I just went and looked at pix of the dude; naaaaaaah. Must have a great personality.
by we are stardust on Wed, 04/13/2011 - 11:06am
What I am interested in is NOT, how well he scores with DC's political groupies, but why he doesn't write any good speeches anymore.
by David Seaton on Wed, 04/13/2011 - 12:29pm
Gonna make me stay after class and clean the blackboards, Dave?
by we are stardust on Wed, 04/13/2011 - 3:01pm
I will tell you what I would hope ole JC would do:
by Richard Day on Tue, 04/12/2011 - 4:16pm
Contrary to popular belief we do not have any intelligent highly educated people running this country.
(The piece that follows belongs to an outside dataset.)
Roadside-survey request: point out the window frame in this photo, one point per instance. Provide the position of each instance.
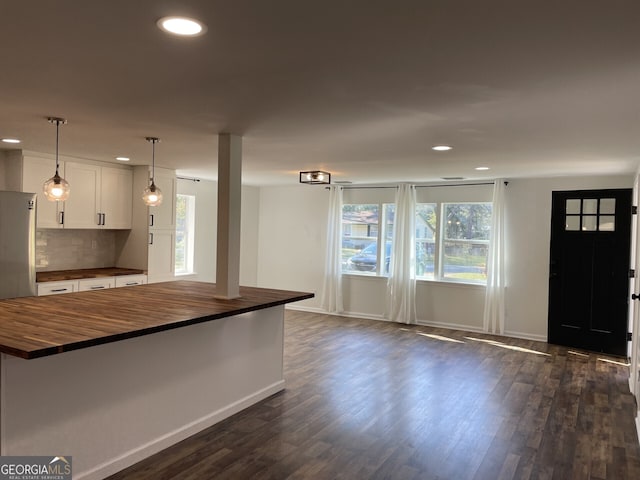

We have moderately trained people of average intelligence (democrats) and very poorly trained people of below average intelligence (republicans) running this country.
by cmaukonen on Tue, 04/12/2011 - 5:07pm
I've heard most of this somewhere before....
http://www.youtube.com/watch?v=pEccLl9Xz4c
The erratic way this software handles images/videos grows tiresome.
by EmmaZahn on Tue, 04/12/2011 - 5:33pm
LOL!
(Try embedding through your Firefox; it's the only way I can get videos to load and stay loaded.)
by we are stardust on Tue, 04/12/2011 - 5:49pm
I hoped that this would be more interesting; maybe deeper. It's not your fault, David, that it devolved into a posting seminar. It is your fault that this blog was really simplistic. There were so many places you could have gone with this. Too bad.
by CVille Dem on Wed, 04/13/2011 - 7:52pm
PS: I did really like the Birth Certificate thing, though
by CVille Dem on Wed, 04/13/2011 - 7:54pm
The danger in going much further would have been in being unnecessarily offensive to many people's religious feelings.